# Just ordered a new Canon 600D today!



## Joey_Yack (Oct 13, 2012)

Hey guys, I've been saving up for a dslr for about a year now, so I finally ordered it today! Been using my point and shoot for the time being, can't wait to post pictures on here with it!


----------



## OregonT3i (Oct 16, 2012)

I hope it serves you well. I had one for a year and recently sold it. I hated that camera!


----------



## .SimO. (Oct 16, 2012)

Congrats.  The T3i is a fantastic camera so i'm not sure what Oregon is talking about.  If you accept it for what it is, an entry level DSLR, then you will be amazed at the capabilities it has.  Can't wait to see pics.


----------



## Derrel (Oct 16, 2012)

Awesome!!!!! New cam on the way!


----------



## OregonT3i (Oct 16, 2012)

> The T3i is a fantastic camera so i'm not sure what Oregon is talking about.



The T3i was a decent camera, but it really didn't excel in any areas. Slow fps, 9 point auto focus, 1 cross point, slow AF, average battery life. I don't know, Canon just wasn't for me. 

My first DSLR was a Sony a300, and using older AF Minolta lenses, I was able to get excellent image quality. With the T3i, a Tamron 16-50 2.8, Canon 50mm 1.8, and Canon 70-300 USM IS, the image quality was just not there for me. On top of the things listed above, it was time for me to move on to something else.
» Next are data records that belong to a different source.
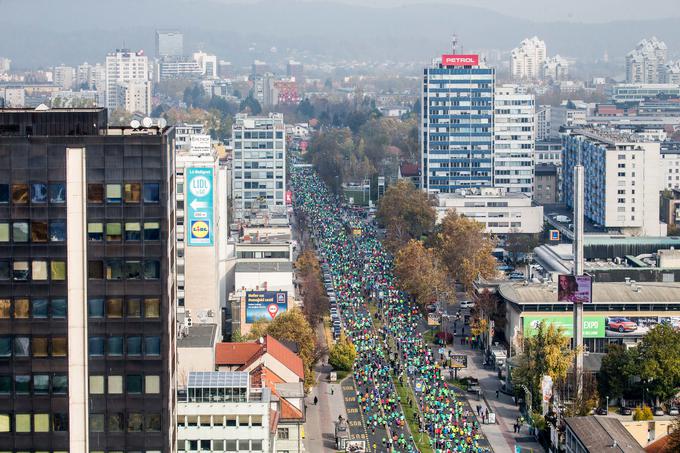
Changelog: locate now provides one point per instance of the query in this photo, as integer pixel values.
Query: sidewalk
(500, 435)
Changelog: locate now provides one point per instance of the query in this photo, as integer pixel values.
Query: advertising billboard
(460, 60)
(575, 289)
(200, 206)
(265, 305)
(593, 326)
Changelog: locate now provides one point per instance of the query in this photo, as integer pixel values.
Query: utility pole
(577, 271)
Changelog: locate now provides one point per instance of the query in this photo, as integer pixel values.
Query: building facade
(457, 124)
(259, 165)
(514, 140)
(86, 282)
(623, 179)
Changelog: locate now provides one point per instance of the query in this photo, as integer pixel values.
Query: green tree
(406, 212)
(342, 355)
(547, 352)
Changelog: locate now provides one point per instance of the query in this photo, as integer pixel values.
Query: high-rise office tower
(515, 139)
(457, 124)
(169, 43)
(127, 81)
(87, 330)
(259, 173)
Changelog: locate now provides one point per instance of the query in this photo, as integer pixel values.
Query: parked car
(624, 410)
(621, 325)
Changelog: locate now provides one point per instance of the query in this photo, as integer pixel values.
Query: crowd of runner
(392, 348)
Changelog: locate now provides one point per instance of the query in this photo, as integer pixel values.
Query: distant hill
(49, 32)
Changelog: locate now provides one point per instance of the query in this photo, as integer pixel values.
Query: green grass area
(422, 440)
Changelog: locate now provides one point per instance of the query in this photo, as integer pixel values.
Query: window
(133, 192)
(41, 384)
(152, 231)
(38, 192)
(58, 307)
(20, 193)
(151, 193)
(115, 386)
(22, 384)
(39, 308)
(114, 346)
(95, 193)
(95, 270)
(58, 270)
(113, 193)
(152, 345)
(57, 192)
(39, 270)
(22, 308)
(152, 307)
(39, 346)
(133, 384)
(59, 347)
(20, 231)
(60, 384)
(113, 232)
(96, 346)
(114, 307)
(133, 270)
(95, 231)
(152, 269)
(134, 345)
(152, 384)
(20, 270)
(133, 231)
(135, 423)
(97, 384)
(97, 423)
(134, 308)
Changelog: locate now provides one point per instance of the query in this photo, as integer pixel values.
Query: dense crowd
(390, 349)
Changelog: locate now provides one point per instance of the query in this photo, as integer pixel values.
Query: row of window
(25, 346)
(37, 270)
(118, 346)
(128, 193)
(36, 384)
(116, 423)
(116, 269)
(36, 308)
(133, 384)
(36, 423)
(135, 307)
(129, 231)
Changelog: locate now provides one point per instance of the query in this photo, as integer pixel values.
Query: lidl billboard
(200, 206)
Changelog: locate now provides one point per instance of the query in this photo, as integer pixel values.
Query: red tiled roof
(235, 353)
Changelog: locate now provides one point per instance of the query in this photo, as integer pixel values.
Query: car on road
(621, 325)
(467, 304)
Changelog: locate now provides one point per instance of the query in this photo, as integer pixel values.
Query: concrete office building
(527, 60)
(514, 142)
(623, 179)
(456, 129)
(259, 165)
(646, 63)
(127, 82)
(499, 211)
(169, 43)
(86, 284)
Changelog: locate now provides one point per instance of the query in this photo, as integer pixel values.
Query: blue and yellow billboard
(200, 206)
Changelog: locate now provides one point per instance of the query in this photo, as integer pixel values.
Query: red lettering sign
(460, 60)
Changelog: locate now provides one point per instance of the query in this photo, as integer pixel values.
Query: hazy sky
(550, 10)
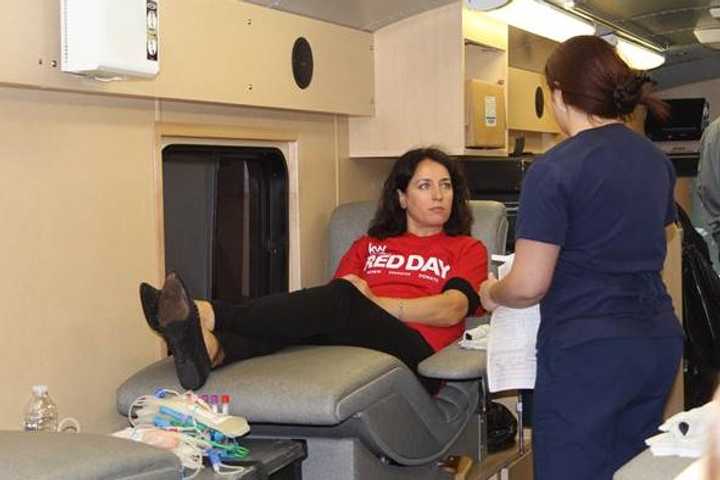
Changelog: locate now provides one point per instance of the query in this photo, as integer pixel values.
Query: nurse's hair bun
(630, 93)
(595, 79)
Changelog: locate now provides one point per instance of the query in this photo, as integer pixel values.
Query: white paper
(511, 352)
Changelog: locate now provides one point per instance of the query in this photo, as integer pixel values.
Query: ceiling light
(542, 19)
(637, 56)
(707, 35)
(484, 5)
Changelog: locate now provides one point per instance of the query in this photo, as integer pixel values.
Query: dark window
(226, 220)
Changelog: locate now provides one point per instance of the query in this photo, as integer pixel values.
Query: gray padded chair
(362, 412)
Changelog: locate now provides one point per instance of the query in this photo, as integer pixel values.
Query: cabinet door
(529, 106)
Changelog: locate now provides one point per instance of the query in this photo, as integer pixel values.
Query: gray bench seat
(82, 456)
(336, 391)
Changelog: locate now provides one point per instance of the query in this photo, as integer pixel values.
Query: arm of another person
(708, 179)
(458, 300)
(540, 231)
(528, 280)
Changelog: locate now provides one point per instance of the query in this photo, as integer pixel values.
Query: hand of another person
(484, 293)
(360, 284)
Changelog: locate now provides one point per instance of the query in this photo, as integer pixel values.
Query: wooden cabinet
(424, 66)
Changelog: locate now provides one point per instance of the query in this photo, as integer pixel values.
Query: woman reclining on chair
(403, 289)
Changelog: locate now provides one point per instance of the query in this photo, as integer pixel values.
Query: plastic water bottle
(41, 412)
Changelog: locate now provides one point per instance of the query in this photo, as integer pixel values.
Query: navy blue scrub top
(604, 196)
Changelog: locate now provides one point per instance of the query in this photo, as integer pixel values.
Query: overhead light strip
(637, 56)
(543, 19)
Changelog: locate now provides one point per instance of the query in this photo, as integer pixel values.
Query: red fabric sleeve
(472, 266)
(354, 259)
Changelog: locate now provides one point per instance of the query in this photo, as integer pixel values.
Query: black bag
(701, 315)
(502, 427)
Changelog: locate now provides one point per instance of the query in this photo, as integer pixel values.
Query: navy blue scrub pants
(596, 402)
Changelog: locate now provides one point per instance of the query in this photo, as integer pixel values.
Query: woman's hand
(361, 285)
(484, 293)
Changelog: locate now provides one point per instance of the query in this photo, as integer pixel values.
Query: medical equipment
(188, 426)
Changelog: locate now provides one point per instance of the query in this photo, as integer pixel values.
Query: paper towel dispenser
(109, 38)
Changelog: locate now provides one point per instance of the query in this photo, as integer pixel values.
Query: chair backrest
(351, 220)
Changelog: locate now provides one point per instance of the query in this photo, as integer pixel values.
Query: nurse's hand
(488, 304)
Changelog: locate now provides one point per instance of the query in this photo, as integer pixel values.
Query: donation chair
(363, 413)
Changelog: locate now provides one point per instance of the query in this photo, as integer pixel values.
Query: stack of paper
(511, 353)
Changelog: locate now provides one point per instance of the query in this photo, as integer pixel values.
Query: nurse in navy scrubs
(591, 244)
And I'm sorry for my earlier post. Congrats on the new camera purchase. I'm not trying to discourage you or discount your purchase. This post was just explaining why I feel the way I do about the T3i.


----------



## Dao (Oct 16, 2012)

Congrats on the new camera, I am sure you will like it.


----------



## .SimO. (Oct 16, 2012)

OregonT3i said:


> > The T3i is a fantastic camera so i'm not sure what Oregon is talking about.
> 
> 
> 
> ...



Understood.  There are times when one needs to move on and congrats that you did.  Just from an outsider prospective, it just came off harsh and I know if I made a purchase and was excited about it, the last thing I would want to hear is someone say they hated it without any reasoning.  Kind of gets the mind flowing with negative ideas, lol.   No biggy.


----------



## Joey_Yack (Oct 16, 2012)

Thanks for all the replies guys. It's good to hear opinions from both sides. Even so, I am still quite new to this so hopefully it isn't too bad  My father passed down 3 canon lenses, so instead of letting them go to waste I decided to just buy a Canon lol.


----------



## OregonT3i (Oct 16, 2012)

That's always a great way to start.


----------



## CherylL (Oct 16, 2012)

Congrats on your purchase.  I recently got the T4i.  Picked up this quick start user's guide from Douglas Klostermann and was very helpful. He has one for the the T3i too.  Got the e-version and had it printed & bound by a local big box.  He has a nice website/blog.   Canon T4i / 650D Experience - The First User's Guide for the Canon Rebel T4i / EOS 650D


----------



## imtravy (Oct 17, 2012)

CherylL said:
			
		

> Congrats on your purchase.  I recently got the T4i.  Picked up this quick start user's guide from Douglas Klostermann and was very helpful. He has one for the the T3i too.  Got the e-version and had it printed & bound by a local big box.  He has a nice website/blog.   Canon T4i / 650D Experience - The First User's Guide for the Canon Rebel T4i / EOS 650D



I also got the T4i, I love this camera. It's amazing


----------